Hristiyanlar için ise Kudüs, Hz İsa’nın çarmıha gerdirildiği, hacı oldukları Kent anlamını taşıyor. Kudüs, Müslümanlar içinde kutsal bir kent. Şehir, ilk kıble ve Hazreti Muhammed’in miraca yükseldiği yer olarak kabul ediliyor.
Binlerce yıldan beri, Osmanlı İmparatorluğu başta olmak üzere, egemenlik anlamında sürekli el değiştiren Kudüs kenti, etnik, dinsel-mezhepsel sorunlar nedeniyle fokur fokur kaynayan Ortadoğu ateşinin yumuşak kararlarından bir bölge.
Ortadoğu denkleminde özellikle, Ortadoğu ülkelerinin kendi aralarındaki iç hesaplaşmanın da bir nevi kutsal arenası, emperyalist ülkeler içinse bir tahterevalli!
Zaman zaman tansiyonu düşen ve çözüm arayışlarının denendiği bölgede, ABD Başkanı Trump’ın, yarı halde sönük ateşin üzerine benzin döken ‘Kudüs’ hamlesi, zamanlama açısından düşündürücüdür.
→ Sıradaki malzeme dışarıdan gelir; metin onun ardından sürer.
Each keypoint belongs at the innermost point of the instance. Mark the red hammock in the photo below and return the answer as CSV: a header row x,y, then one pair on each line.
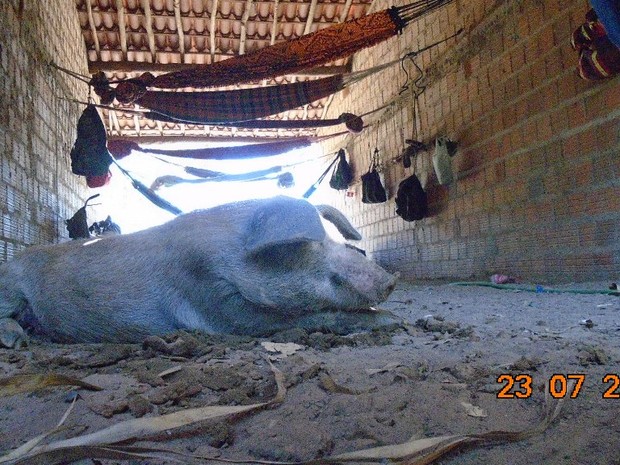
x,y
314,49
354,123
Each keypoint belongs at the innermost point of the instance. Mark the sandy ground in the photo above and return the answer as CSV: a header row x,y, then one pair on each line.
x,y
418,379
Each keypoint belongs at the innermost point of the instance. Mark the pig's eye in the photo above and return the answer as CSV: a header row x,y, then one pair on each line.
x,y
357,249
336,280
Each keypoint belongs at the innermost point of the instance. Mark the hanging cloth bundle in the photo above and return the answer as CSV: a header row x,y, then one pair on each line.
x,y
372,188
121,148
308,51
599,57
89,155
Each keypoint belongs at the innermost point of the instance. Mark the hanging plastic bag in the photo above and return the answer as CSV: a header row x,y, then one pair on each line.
x,y
442,160
343,174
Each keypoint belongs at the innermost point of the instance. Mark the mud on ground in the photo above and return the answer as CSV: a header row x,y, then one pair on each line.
x,y
435,374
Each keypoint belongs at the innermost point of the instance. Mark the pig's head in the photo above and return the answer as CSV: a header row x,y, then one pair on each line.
x,y
296,268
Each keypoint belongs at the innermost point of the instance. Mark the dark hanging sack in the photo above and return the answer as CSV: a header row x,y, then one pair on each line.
x,y
77,225
343,174
90,156
372,188
411,202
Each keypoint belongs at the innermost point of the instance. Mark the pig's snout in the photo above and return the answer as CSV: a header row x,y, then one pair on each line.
x,y
372,286
390,285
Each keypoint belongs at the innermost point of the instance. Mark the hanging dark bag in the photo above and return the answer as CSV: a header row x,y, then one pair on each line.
x,y
342,175
89,155
77,225
411,201
372,188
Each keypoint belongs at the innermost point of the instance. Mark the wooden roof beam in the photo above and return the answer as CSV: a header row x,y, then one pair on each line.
x,y
244,24
212,28
345,11
274,24
180,33
148,25
310,18
93,29
122,30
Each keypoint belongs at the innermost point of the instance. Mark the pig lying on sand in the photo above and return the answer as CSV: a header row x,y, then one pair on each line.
x,y
251,268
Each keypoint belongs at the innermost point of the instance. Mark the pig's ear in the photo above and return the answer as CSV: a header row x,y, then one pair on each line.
x,y
283,221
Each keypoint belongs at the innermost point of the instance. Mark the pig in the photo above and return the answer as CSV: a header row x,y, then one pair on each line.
x,y
249,268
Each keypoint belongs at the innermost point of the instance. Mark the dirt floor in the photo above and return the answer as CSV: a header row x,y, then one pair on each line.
x,y
435,374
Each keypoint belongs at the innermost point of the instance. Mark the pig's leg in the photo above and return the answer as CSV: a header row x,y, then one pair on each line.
x,y
11,334
345,321
11,302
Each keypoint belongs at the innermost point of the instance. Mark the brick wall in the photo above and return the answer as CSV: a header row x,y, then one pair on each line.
x,y
37,128
537,193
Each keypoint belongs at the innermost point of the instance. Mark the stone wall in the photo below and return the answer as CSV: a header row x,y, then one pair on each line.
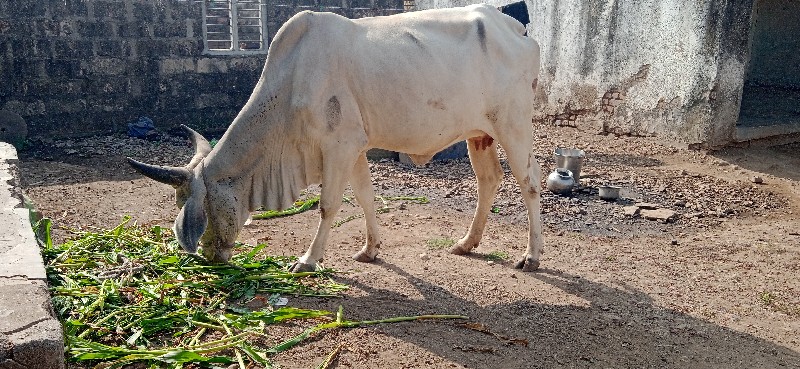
x,y
78,67
669,68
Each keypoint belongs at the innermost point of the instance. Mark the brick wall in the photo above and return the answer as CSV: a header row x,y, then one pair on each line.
x,y
79,67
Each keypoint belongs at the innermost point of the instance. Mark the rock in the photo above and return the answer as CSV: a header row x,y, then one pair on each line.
x,y
630,210
663,215
13,128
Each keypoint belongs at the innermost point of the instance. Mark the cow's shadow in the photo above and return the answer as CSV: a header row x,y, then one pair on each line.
x,y
611,328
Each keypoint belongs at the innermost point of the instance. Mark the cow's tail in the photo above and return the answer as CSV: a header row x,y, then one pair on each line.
x,y
518,11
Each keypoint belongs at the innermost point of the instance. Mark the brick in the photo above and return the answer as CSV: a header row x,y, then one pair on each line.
x,y
369,4
103,66
93,29
105,103
389,4
113,10
213,100
57,68
116,48
169,29
186,47
20,28
72,49
330,3
108,85
152,48
60,9
26,9
65,106
48,27
134,30
30,48
209,65
185,10
144,12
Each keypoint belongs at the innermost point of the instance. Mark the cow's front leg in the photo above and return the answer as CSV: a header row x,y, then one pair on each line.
x,y
365,194
333,183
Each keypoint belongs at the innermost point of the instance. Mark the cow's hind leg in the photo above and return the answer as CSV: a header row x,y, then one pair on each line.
x,y
365,194
528,173
485,163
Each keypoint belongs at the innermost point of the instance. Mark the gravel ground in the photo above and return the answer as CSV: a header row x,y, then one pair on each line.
x,y
714,285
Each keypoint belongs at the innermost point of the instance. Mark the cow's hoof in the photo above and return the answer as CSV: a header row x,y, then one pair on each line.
x,y
457,250
364,256
299,267
527,264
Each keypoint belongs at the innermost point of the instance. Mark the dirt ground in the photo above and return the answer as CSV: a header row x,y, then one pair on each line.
x,y
715,286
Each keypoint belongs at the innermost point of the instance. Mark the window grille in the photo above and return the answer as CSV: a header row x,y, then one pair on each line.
x,y
234,26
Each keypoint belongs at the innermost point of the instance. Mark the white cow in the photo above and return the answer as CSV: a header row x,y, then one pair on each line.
x,y
332,88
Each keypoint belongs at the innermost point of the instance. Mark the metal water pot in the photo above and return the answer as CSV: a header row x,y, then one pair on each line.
x,y
560,181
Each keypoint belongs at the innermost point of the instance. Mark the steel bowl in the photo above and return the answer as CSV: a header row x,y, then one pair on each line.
x,y
609,192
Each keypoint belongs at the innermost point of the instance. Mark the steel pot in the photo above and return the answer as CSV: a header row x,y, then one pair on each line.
x,y
560,181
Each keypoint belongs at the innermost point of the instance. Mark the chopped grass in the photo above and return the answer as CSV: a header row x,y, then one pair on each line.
x,y
128,295
497,256
440,243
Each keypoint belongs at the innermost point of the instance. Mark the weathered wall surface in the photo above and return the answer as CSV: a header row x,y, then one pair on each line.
x,y
74,67
641,67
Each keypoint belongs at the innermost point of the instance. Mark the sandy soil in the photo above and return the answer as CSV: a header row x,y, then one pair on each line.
x,y
715,287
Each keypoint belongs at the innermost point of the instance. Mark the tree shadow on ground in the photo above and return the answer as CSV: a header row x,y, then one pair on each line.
x,y
615,328
781,161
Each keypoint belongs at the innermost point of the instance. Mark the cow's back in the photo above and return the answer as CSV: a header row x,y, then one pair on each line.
x,y
420,80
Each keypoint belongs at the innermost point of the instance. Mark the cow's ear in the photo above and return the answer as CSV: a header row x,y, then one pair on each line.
x,y
191,221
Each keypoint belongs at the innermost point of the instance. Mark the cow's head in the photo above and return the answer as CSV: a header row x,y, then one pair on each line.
x,y
195,200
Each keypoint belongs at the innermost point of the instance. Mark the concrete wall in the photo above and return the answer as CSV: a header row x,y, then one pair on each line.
x,y
775,40
30,335
670,68
75,67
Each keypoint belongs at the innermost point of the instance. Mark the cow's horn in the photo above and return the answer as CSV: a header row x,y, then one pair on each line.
x,y
201,146
174,176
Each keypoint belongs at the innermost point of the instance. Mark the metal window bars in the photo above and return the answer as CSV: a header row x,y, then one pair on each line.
x,y
234,26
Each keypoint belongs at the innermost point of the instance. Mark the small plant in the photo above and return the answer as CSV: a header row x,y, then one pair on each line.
x,y
497,256
440,243
767,298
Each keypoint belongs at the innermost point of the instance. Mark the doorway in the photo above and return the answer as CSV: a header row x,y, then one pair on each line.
x,y
771,93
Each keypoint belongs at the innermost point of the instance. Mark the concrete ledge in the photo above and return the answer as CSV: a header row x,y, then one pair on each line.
x,y
30,334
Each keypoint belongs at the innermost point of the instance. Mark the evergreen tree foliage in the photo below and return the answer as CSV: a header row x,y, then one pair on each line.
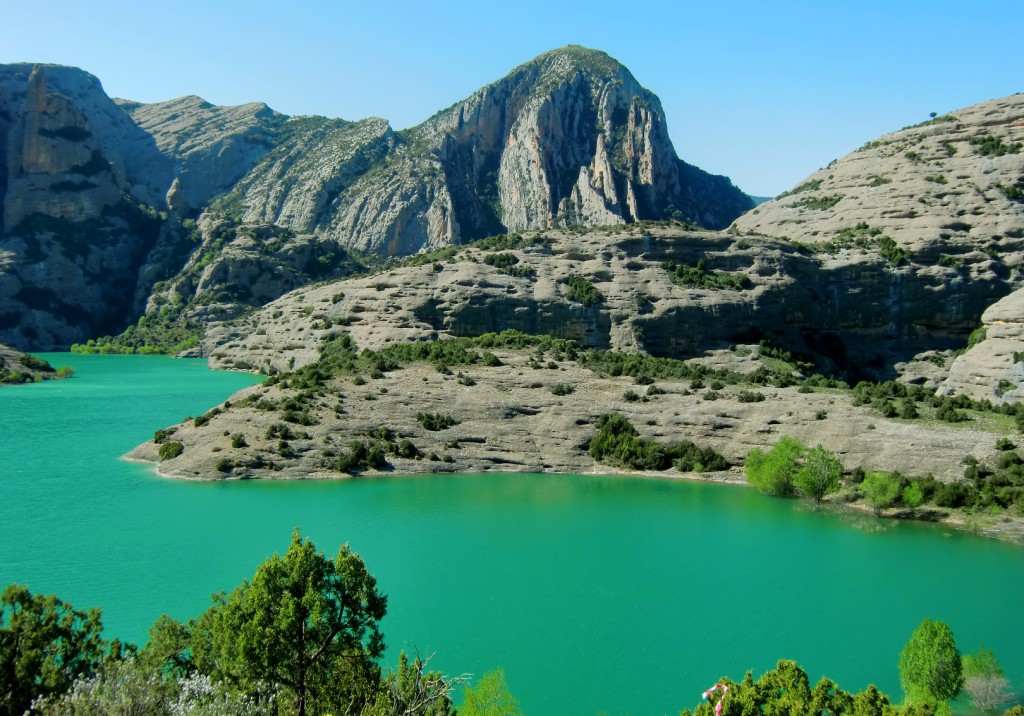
x,y
45,644
930,667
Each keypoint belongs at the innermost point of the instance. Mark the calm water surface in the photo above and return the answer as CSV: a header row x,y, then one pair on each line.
x,y
596,594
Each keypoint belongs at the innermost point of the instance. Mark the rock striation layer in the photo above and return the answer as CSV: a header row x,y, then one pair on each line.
x,y
993,368
569,138
74,170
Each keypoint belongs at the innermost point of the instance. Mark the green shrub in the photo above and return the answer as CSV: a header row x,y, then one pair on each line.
x,y
773,472
435,421
881,490
582,291
361,457
988,145
171,450
406,449
698,277
619,444
818,203
913,495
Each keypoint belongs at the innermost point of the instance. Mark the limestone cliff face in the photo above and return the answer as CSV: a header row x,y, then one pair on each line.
x,y
569,138
940,206
858,314
993,368
73,234
211,146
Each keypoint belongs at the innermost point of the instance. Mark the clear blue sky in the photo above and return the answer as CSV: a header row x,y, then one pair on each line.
x,y
763,92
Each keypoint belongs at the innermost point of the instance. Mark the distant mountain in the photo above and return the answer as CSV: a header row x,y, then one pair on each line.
x,y
99,196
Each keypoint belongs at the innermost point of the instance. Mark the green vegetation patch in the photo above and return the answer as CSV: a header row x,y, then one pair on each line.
x,y
865,238
582,291
619,444
699,277
812,185
989,145
507,263
162,332
818,203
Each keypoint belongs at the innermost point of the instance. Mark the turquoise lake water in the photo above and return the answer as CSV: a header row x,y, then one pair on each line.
x,y
596,594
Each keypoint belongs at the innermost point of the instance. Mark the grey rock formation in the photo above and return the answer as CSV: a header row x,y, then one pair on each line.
x,y
569,138
993,368
211,146
856,312
509,419
948,195
16,368
74,169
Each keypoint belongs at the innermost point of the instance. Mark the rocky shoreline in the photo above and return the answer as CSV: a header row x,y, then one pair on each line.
x,y
507,418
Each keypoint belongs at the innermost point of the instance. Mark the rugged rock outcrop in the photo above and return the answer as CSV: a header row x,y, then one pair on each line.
x,y
666,291
993,368
535,416
211,146
569,138
943,202
74,171
16,368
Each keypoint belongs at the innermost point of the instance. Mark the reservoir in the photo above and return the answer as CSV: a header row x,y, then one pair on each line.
x,y
595,594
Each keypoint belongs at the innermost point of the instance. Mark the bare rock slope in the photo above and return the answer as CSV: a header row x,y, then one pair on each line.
x,y
568,138
74,170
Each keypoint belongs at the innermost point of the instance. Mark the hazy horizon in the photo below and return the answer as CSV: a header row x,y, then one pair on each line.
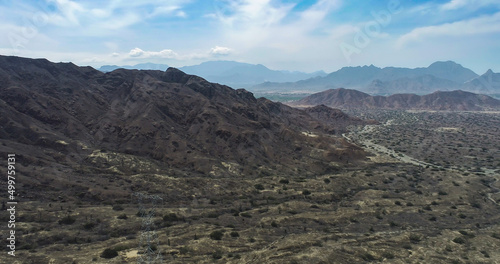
x,y
289,35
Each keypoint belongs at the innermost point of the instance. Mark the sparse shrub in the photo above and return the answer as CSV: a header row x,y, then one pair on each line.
x,y
89,225
171,217
318,243
217,254
459,240
245,214
67,220
213,215
184,250
368,257
118,207
109,253
216,235
414,238
388,255
122,216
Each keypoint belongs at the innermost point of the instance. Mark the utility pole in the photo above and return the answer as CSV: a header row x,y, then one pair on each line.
x,y
149,250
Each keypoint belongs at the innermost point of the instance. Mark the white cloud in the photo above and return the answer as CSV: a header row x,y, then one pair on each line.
x,y
482,25
165,54
469,4
217,51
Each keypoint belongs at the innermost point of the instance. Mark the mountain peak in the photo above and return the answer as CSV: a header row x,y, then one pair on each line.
x,y
175,75
488,72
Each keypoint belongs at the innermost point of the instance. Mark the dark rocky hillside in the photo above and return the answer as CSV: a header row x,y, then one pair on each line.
x,y
180,121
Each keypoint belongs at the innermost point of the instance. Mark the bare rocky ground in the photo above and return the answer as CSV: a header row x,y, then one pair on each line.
x,y
440,208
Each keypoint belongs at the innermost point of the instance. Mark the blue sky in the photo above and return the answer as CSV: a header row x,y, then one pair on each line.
x,y
281,34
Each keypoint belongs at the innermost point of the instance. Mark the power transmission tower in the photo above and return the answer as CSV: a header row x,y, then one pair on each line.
x,y
149,250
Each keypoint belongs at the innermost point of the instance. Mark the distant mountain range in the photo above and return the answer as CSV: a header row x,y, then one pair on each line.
x,y
141,66
439,76
177,122
439,101
231,73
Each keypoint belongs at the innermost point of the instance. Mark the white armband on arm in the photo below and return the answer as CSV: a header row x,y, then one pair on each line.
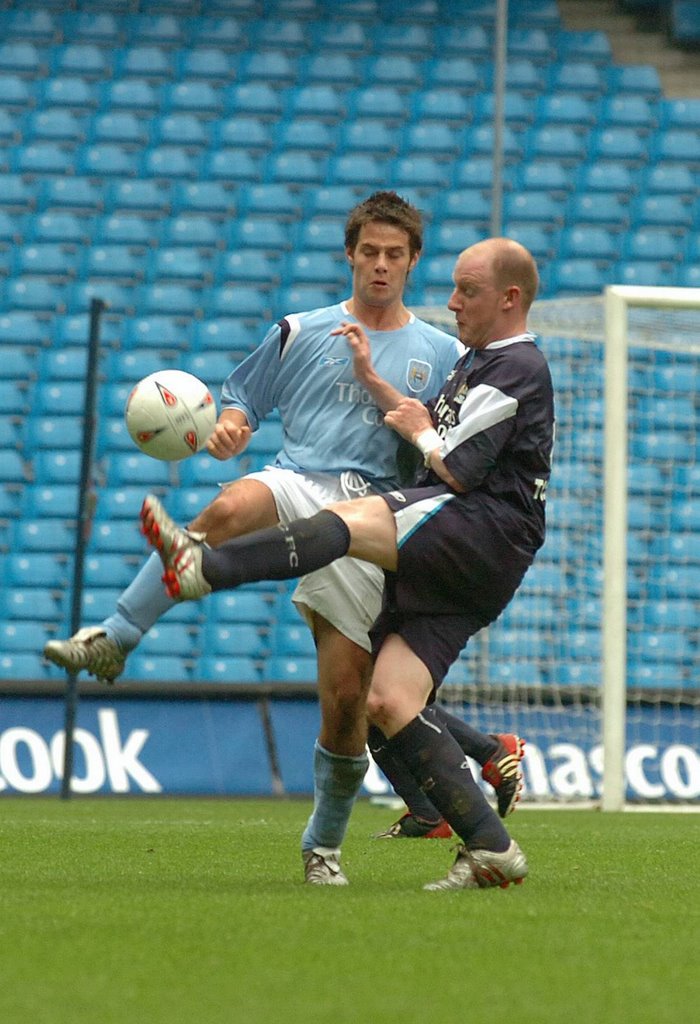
x,y
427,442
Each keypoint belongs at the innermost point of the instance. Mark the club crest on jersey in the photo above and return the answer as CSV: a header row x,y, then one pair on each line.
x,y
418,375
461,393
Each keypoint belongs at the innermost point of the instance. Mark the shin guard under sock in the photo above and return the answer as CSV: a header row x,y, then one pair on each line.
x,y
337,779
403,782
438,765
282,552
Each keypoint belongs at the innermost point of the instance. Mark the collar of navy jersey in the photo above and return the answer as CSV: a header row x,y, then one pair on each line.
x,y
528,336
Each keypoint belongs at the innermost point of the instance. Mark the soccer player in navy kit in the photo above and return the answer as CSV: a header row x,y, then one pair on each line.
x,y
454,548
335,448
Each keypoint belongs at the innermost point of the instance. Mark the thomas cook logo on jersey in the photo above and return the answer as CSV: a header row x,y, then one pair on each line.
x,y
418,375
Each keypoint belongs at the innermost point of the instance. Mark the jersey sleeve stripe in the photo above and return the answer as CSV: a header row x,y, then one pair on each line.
x,y
484,407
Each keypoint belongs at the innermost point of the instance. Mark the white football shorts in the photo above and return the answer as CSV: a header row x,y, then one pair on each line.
x,y
347,593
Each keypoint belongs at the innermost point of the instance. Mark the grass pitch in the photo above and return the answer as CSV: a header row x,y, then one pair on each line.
x,y
166,911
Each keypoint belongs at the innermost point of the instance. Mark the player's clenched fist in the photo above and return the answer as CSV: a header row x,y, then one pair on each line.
x,y
230,435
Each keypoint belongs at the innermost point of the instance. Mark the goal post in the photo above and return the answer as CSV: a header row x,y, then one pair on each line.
x,y
597,659
619,300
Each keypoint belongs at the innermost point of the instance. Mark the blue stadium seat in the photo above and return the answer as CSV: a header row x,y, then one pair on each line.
x,y
55,126
210,30
618,142
230,334
214,64
280,669
23,665
175,263
35,294
641,79
458,72
119,262
565,108
92,27
203,197
12,467
47,534
237,639
87,59
608,176
261,232
146,196
170,299
468,204
161,668
607,209
589,242
241,606
127,469
332,68
50,500
277,198
364,101
228,669
256,265
577,76
235,300
255,98
19,635
578,275
53,432
172,162
43,158
297,168
126,228
33,603
136,94
558,141
628,110
159,29
211,367
272,66
544,175
300,298
120,536
583,45
653,244
198,230
359,169
369,135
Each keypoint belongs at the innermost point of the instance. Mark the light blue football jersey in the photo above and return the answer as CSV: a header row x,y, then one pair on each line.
x,y
331,423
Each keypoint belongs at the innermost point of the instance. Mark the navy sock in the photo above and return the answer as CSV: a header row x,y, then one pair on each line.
x,y
437,763
476,744
281,552
403,782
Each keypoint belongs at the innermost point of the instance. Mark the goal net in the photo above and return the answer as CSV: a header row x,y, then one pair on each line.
x,y
597,660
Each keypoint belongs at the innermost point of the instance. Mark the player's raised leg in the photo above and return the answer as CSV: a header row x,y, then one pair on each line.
x,y
101,650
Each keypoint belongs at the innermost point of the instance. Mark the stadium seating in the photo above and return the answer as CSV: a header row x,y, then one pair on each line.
x,y
197,174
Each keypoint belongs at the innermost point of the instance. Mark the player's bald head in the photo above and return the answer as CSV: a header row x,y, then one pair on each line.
x,y
508,263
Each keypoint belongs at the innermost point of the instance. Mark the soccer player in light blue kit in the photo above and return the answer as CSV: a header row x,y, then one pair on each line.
x,y
335,448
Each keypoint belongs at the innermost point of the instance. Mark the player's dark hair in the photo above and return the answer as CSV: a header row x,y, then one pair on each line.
x,y
515,265
389,208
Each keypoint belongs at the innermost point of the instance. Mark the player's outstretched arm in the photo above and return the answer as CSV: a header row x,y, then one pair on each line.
x,y
230,435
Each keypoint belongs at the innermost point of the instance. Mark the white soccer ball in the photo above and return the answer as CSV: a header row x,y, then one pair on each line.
x,y
170,415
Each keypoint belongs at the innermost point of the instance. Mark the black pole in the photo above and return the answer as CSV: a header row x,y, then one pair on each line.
x,y
86,508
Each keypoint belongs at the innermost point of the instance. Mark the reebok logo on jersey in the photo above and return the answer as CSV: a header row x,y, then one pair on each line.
x,y
418,375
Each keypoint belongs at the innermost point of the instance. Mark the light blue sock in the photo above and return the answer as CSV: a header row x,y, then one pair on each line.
x,y
140,605
337,779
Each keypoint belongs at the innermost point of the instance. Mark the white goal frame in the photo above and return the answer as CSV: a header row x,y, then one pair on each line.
x,y
618,299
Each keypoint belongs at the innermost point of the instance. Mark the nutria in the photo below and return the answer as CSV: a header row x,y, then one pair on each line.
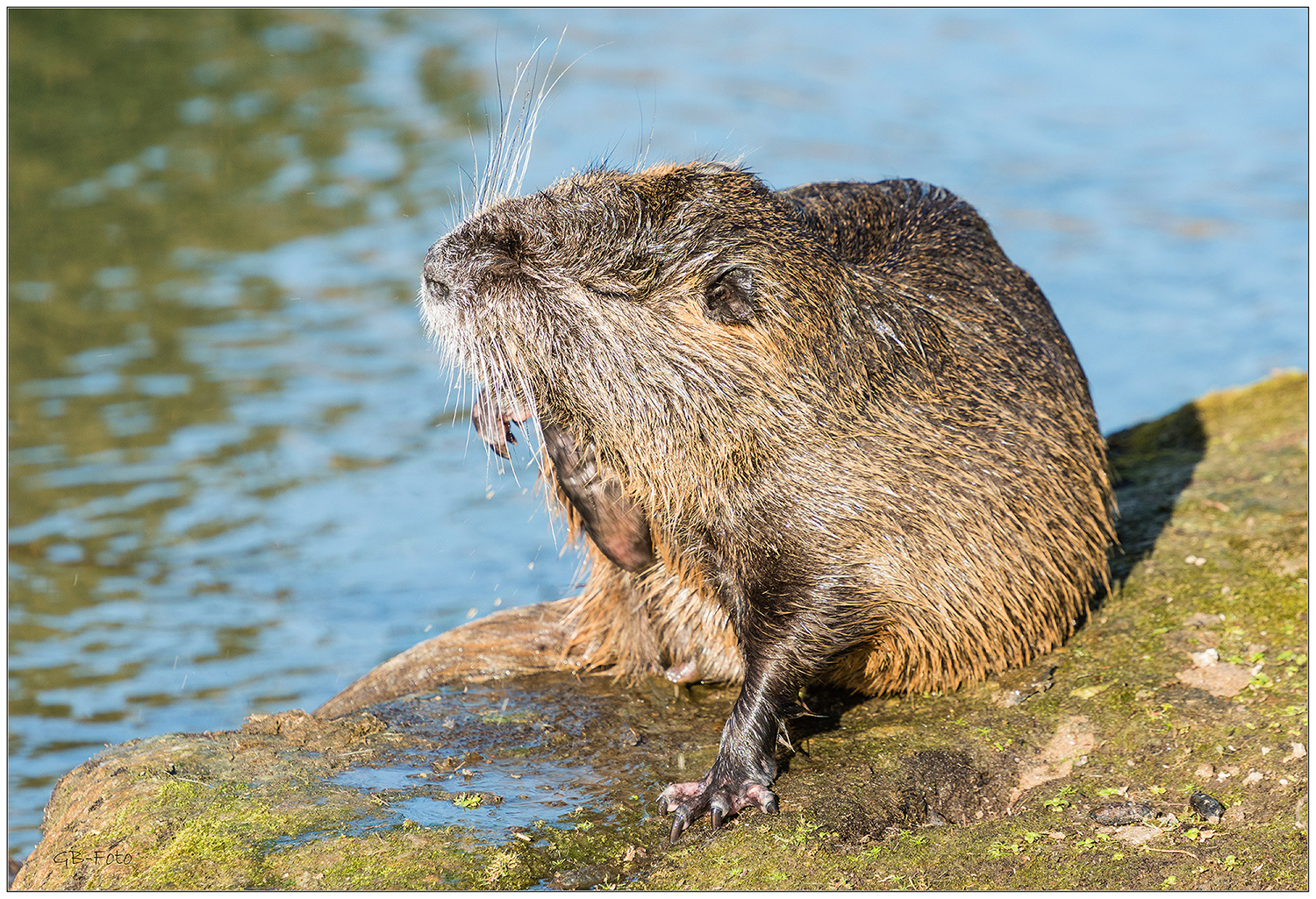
x,y
826,433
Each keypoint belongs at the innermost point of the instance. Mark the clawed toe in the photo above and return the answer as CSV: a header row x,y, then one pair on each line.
x,y
689,802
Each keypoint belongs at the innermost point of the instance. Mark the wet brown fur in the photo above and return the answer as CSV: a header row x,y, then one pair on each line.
x,y
881,469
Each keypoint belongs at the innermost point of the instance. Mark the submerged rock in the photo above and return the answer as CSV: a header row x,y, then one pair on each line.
x,y
494,770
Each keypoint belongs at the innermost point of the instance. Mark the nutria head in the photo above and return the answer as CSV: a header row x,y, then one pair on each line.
x,y
683,320
657,315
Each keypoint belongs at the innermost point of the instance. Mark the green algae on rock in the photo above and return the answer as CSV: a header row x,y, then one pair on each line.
x,y
994,786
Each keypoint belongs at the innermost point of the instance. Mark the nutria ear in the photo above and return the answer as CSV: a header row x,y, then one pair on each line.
x,y
729,297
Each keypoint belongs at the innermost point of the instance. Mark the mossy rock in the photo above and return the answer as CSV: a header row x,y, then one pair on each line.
x,y
1079,772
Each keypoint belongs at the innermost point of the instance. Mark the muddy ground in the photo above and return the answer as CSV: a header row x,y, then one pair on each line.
x,y
1163,748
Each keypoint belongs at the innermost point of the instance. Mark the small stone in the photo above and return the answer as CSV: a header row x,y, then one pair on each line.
x,y
1123,812
1207,806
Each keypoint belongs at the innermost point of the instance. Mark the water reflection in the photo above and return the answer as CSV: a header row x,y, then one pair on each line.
x,y
233,478
173,404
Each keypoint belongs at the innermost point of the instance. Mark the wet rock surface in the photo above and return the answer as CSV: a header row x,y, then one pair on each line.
x,y
1086,770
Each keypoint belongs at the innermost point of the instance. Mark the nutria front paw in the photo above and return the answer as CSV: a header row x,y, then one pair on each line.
x,y
726,796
Bana sorarsanız, Kudüs’ le ilgili kalıcı çözümün kararı bölge halklarına ait olmalı.
Ben, bölgedeki gelişmelere dinsel açıdan bakmakta ziyade, demokratik bir pencereden, demokratik bir Ortadoğu ve de insani temel hak ve özgürlükler açısından bakarım.
Yıllar önce FKÖ( Filistin Kurtuluş Örgütü, bu nedenle enternasyonalist bir karaktere sahip olduğundan, İsrail’ karşı yürütülen kurtuluş mücadelesinde, başta Türkiyeli devrimciler olmak üzere, dünyanın dört bir yanından enternasyonalist bir dayanışmaya sahne olmuştu.
Bugün ise tam tersi bir durum yaşanıyor. “Her Ulusun Kaderini Tayin Hakkı Vardır” prensibine göre Bağımsız Demokratik Filistin Devleti’nin uluslararası meşruiyeti kabul edilmek koşuluyla, üzerinde hak iddia eden üç semavi dini temsil adına, “demokratik özerk bölge” statüsüne kavuşturulmuş bir ‘Kudüs’ en mantıklı çözüm yoludur bence.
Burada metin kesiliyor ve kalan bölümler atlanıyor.